Splash TCRemP is a package developed to perform T-cell receptor (TCR) sequence embedding. TCR sequences encode antigen specificity of T-cells and their repertoire obtained using AIRR-Seq family of technologies serves as a blueprint the individual's adaptive immune system. In general, it is very challenging to define and measure similarity between TCR sequences that will properly reflect closeness in antigen recongition profiles. Defining a proper language model for TCRs is also a hard task due to their immense diversity both in terms of primary sequence organization and in terms of their protein structure. Our pipeline follows an agnostic approach and vectorizes each TCR based on its similarity to a set of ad hoc chosen TCR "probes". Thus we follow a prototype-based approach and utilize commonly encountered TCRs either sampled from a probabilistic V(D)J rearrangement model (see Murugan et al. 2012) or a pool of real-world TCR repertoires to construct a coordinate system for TCR embedding.

The workflow is the following:

  • TCRemP pipeline starts with a selection of k prototype TCR alpha and beta sequences, then it computes the distances from every of n input TCR alpha-beta pairs to 2 * k prototypes for V, J and CDR3 regions, resulting in 6 * k parameters (or 3 * k for cases when only one of the chains is present).

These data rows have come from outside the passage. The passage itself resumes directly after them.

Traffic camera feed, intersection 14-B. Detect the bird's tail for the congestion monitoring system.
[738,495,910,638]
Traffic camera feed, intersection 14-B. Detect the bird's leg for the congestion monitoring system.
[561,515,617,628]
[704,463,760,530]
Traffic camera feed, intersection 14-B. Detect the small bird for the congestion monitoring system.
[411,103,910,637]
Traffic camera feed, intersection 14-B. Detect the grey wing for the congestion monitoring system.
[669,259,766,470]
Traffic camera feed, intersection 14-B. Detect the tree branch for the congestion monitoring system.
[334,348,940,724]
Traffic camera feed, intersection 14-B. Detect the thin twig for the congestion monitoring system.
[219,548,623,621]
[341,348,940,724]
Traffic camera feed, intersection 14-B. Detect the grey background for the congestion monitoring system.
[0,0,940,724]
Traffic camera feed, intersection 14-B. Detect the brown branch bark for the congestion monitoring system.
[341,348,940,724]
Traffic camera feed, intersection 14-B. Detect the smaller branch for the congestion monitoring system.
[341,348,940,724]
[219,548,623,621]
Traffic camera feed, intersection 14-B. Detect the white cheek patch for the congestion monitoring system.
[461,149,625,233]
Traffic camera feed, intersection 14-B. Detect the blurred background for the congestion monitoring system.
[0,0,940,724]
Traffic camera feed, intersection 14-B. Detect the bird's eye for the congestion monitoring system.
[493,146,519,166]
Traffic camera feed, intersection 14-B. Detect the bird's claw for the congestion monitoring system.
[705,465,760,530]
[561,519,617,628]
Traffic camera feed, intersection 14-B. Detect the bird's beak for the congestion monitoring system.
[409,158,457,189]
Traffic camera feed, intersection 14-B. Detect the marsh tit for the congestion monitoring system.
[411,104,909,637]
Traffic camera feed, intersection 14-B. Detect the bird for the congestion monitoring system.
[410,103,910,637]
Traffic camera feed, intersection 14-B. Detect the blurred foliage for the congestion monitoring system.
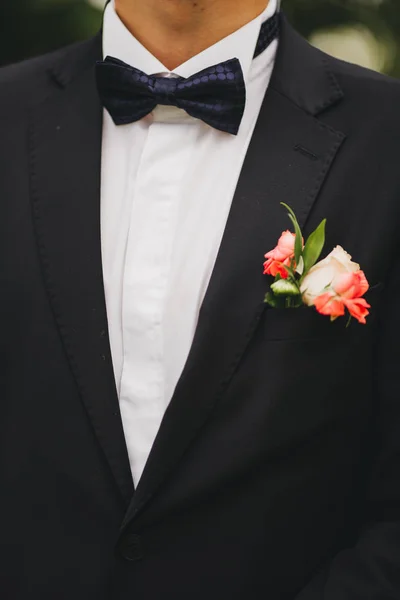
[0,0,400,77]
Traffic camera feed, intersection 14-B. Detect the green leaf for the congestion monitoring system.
[281,202,303,264]
[303,219,326,277]
[271,279,300,296]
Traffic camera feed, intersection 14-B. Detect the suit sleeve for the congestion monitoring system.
[296,263,400,600]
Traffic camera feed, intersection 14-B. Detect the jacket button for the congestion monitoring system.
[119,533,143,562]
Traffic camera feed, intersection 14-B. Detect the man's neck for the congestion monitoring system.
[115,0,269,71]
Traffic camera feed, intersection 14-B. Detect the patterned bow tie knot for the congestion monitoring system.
[96,57,246,135]
[96,13,280,135]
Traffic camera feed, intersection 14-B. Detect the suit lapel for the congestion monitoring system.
[31,36,133,503]
[123,17,344,525]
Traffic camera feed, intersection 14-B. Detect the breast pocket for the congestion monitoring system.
[261,284,383,341]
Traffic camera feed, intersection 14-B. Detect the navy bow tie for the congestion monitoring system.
[96,14,279,135]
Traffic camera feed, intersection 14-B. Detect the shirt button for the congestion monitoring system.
[118,533,143,562]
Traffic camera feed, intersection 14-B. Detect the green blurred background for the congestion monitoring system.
[0,0,400,77]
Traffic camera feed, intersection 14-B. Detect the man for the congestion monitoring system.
[0,0,400,600]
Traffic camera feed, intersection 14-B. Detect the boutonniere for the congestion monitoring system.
[264,203,371,324]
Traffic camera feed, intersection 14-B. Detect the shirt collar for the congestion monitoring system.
[103,0,279,80]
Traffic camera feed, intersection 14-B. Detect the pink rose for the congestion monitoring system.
[264,231,296,279]
[301,246,371,324]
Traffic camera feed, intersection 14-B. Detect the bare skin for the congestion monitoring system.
[115,0,269,71]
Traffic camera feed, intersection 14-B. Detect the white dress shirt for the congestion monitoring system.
[101,0,278,484]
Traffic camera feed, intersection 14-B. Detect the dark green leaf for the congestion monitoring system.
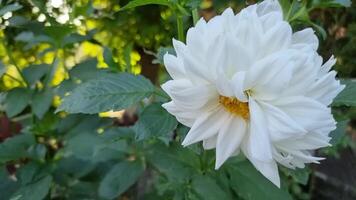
[0,3,22,17]
[58,73,154,114]
[147,144,199,183]
[0,166,19,200]
[192,175,229,200]
[333,80,356,106]
[99,161,144,199]
[134,103,178,139]
[0,61,6,78]
[31,88,53,119]
[229,161,292,200]
[0,134,35,163]
[312,0,351,8]
[122,0,172,10]
[23,64,50,85]
[11,176,52,200]
[330,120,349,145]
[103,47,119,70]
[4,88,31,117]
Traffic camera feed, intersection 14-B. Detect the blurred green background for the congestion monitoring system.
[0,0,356,200]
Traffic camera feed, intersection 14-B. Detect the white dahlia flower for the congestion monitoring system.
[162,0,344,186]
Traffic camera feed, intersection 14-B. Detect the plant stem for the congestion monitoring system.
[192,8,199,26]
[177,15,184,42]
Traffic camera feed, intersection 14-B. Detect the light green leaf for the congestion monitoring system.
[330,120,349,145]
[229,161,292,200]
[0,61,6,78]
[103,47,119,70]
[31,88,53,119]
[22,64,51,85]
[134,103,178,139]
[122,0,173,10]
[99,161,144,199]
[4,88,31,117]
[58,73,154,114]
[0,166,20,199]
[10,175,52,200]
[312,0,351,8]
[0,134,35,163]
[333,80,356,106]
[0,3,22,17]
[192,175,229,200]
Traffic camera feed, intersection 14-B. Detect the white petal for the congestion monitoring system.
[203,135,217,150]
[292,28,319,50]
[163,53,185,79]
[244,51,294,100]
[305,71,345,105]
[215,116,247,169]
[257,0,283,16]
[182,107,228,146]
[230,72,248,102]
[246,98,272,162]
[162,79,218,109]
[260,102,307,141]
[162,101,197,127]
[319,56,336,76]
[273,96,335,132]
[263,21,292,55]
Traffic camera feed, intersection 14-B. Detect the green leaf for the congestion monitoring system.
[58,73,154,114]
[0,61,6,78]
[312,0,351,8]
[333,80,356,106]
[0,3,22,17]
[152,47,176,65]
[280,166,311,185]
[103,47,119,70]
[99,161,144,199]
[0,166,20,199]
[122,0,173,10]
[330,120,349,145]
[0,134,35,163]
[22,64,51,85]
[147,144,200,183]
[10,175,52,200]
[192,175,229,200]
[31,88,53,119]
[134,103,178,139]
[4,88,31,118]
[229,161,292,200]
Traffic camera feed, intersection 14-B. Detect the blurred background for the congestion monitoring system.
[0,0,356,200]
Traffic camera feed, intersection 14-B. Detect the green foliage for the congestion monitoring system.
[0,134,35,163]
[99,161,144,199]
[229,161,292,200]
[122,0,173,10]
[134,103,178,139]
[0,1,22,16]
[333,80,356,106]
[58,73,154,114]
[5,88,32,117]
[0,0,356,200]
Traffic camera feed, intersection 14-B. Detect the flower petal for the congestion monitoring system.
[246,98,272,162]
[182,106,228,146]
[203,135,217,150]
[292,28,319,50]
[260,102,307,141]
[163,53,185,79]
[215,116,247,169]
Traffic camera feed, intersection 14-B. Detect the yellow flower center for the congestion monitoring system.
[219,96,250,120]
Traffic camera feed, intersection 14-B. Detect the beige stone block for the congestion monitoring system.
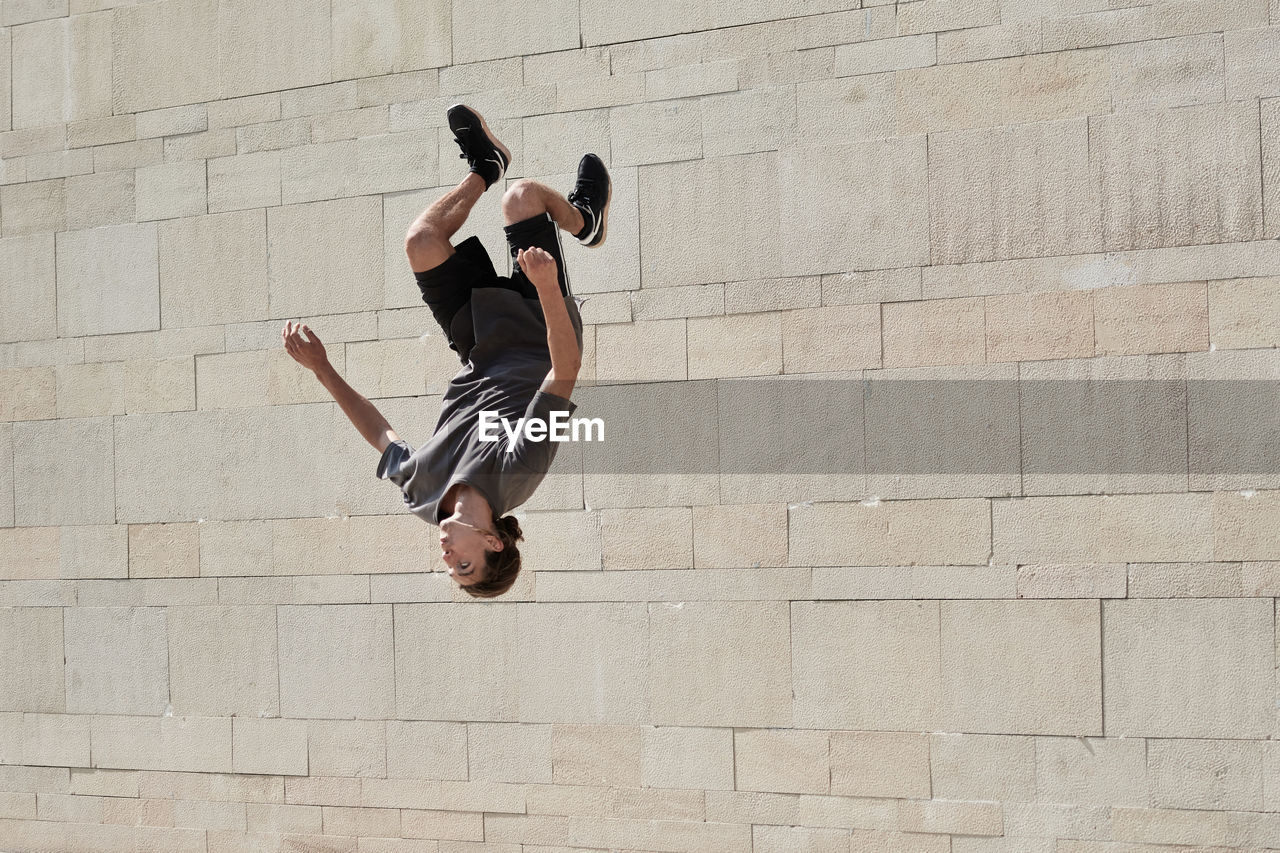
[609,99,703,167]
[515,603,653,724]
[1102,599,1275,738]
[452,0,570,63]
[12,13,111,128]
[0,178,67,237]
[1107,32,1242,111]
[1213,489,1280,560]
[1089,104,1262,251]
[552,725,643,788]
[1093,282,1208,355]
[1221,24,1280,101]
[65,170,134,231]
[733,729,835,794]
[595,319,689,382]
[1208,278,1280,350]
[882,298,986,368]
[332,0,452,78]
[137,160,209,222]
[13,418,115,526]
[941,601,1102,735]
[59,524,129,578]
[307,720,387,779]
[778,136,929,278]
[1147,739,1266,811]
[90,715,232,774]
[831,731,929,798]
[686,313,782,379]
[893,51,1111,134]
[929,734,1037,800]
[637,152,778,287]
[692,503,787,569]
[835,33,937,77]
[387,720,473,780]
[396,602,520,721]
[986,291,1094,361]
[129,524,200,578]
[0,368,58,421]
[266,197,381,316]
[599,507,694,569]
[215,0,333,100]
[0,607,63,713]
[649,602,792,726]
[56,225,160,336]
[1018,562,1128,598]
[928,119,1101,264]
[467,722,552,783]
[232,716,307,776]
[196,347,332,409]
[992,493,1213,565]
[0,234,58,342]
[782,305,881,374]
[787,498,988,566]
[699,86,798,158]
[791,602,942,730]
[169,605,280,712]
[65,607,169,716]
[1028,738,1155,806]
[207,151,280,213]
[641,726,733,790]
[276,605,396,719]
[111,0,220,113]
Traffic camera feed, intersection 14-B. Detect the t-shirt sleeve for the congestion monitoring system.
[507,388,577,474]
[378,439,413,489]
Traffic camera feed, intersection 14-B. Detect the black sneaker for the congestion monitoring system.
[568,154,613,248]
[445,104,511,190]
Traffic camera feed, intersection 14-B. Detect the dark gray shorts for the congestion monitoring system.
[413,213,572,362]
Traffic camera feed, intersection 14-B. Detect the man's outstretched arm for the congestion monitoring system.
[516,246,582,400]
[280,320,399,453]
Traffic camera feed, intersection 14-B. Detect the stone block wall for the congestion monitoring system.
[0,0,1280,853]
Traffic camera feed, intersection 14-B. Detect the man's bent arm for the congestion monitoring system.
[538,282,582,400]
[315,361,399,453]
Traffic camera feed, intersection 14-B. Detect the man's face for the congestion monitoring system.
[440,519,502,587]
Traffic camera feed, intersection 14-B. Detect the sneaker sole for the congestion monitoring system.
[449,104,511,183]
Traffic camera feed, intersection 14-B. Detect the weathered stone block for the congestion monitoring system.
[168,605,279,712]
[278,605,396,720]
[1089,102,1262,251]
[108,0,220,113]
[12,13,111,128]
[13,418,115,525]
[58,225,160,336]
[0,607,63,713]
[0,233,58,342]
[1102,598,1275,738]
[65,607,169,716]
[791,602,942,730]
[641,726,733,790]
[266,197,383,316]
[940,601,1102,735]
[649,602,791,726]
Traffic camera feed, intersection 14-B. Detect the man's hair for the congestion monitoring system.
[463,515,525,598]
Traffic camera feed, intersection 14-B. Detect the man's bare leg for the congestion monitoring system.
[502,178,584,234]
[404,172,486,273]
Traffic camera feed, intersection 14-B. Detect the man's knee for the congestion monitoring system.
[502,178,547,222]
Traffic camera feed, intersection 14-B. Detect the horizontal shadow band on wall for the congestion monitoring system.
[552,378,1280,476]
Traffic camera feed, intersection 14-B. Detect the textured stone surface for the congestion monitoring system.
[1102,599,1275,738]
[56,224,160,336]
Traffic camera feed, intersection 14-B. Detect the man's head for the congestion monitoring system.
[440,515,524,598]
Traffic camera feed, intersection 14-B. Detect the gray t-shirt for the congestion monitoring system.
[378,287,582,524]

Distances are computed using local alignment with BLOSUM matrix, as implemented in our mirpy package; we plan to move all computationally-intensive code there.

  • Resulting distances are treated as embedding co-ordinates and and are subject to principal component analysis (PCA). One can monitor the information conveyed by each PC, whether they are related to features such as Variable or Joining genes, CDR3 region length or a certain epitope.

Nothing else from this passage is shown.